SIBO & Motility The Tide is High & I’m Holding On!

In the words of Debbie Harry…… “The tide is high” and with regards to SIBO the landscape of this condition is most certainly….  moving on, rather than holding on! 

There have been a couple of areas that I have delved into recently, and wanted to take some time to explain.

Firstly, What is SIBO

The definition of SIBO is a condition in which abnormally large numbers of bacteria and/or archaea are present in the small intestine, leading to impairment of digestion and absorption as well as systemic inflammatory effects.

Normally, bacteria are found in their trillions in the Large Intestine, where they perform numerous symbiotic functions for our overall metabolism. The small intestine is supposed to have less than 10 CFU/mL of bacteria. The large intestine, by contrast has significantly more -  1011 microbes/mL .

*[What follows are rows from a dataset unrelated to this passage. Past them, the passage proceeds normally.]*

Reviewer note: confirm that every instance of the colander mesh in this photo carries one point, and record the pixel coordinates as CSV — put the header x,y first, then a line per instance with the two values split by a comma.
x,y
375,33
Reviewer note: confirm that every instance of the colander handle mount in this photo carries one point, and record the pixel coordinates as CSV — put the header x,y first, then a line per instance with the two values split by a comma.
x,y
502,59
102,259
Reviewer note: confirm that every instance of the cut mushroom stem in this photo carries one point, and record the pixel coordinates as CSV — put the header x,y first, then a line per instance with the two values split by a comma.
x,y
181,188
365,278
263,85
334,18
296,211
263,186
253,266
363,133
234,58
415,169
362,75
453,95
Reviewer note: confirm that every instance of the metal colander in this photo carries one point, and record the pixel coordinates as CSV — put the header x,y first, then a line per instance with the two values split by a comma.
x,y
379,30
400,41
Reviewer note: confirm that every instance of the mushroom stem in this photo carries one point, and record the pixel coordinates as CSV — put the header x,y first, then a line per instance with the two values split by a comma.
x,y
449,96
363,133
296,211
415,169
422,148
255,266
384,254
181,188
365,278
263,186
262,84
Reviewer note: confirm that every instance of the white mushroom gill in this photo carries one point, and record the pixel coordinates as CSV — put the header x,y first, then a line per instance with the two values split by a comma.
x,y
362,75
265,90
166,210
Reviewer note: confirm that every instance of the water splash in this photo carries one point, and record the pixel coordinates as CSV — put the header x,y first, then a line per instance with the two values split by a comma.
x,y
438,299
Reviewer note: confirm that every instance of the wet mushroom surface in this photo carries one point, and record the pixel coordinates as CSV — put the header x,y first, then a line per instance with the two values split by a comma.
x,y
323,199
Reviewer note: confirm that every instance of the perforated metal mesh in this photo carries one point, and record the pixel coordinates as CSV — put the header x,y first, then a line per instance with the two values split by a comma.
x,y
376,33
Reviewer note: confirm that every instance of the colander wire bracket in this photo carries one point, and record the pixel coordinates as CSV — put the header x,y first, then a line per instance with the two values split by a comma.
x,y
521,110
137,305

When present in the small intestine in larger amounts, these bacteria are then able to act on poorly digested, fermentable carbohydrates producing hydrogen gases, which results in symptoms such as bloating, gas, abdominal pain, diarrhea and/or constipation. Other organisms termed Archea, naturally present in the small intestine, can also use the hydrogen produced to make methane gas. 

The effects of SIBO can extend beyond direct gastrointestinal symptoms. Increased gut permeability can occur, causing translocation of bacteria and insufficiently digested food particles that trigger immune activation. This can lead to pain and other symptoms such as brain fog, and also predisposes an individual to food sensitivities.

Nutrient deficiencies can arise as the bacteria consume some of the ingested foods, for example B12 and iron, which can lead to anemia and the deconjugation of fatty acids from bile, which reduces absorption of fat-soluble vitamins, A, D, E and K.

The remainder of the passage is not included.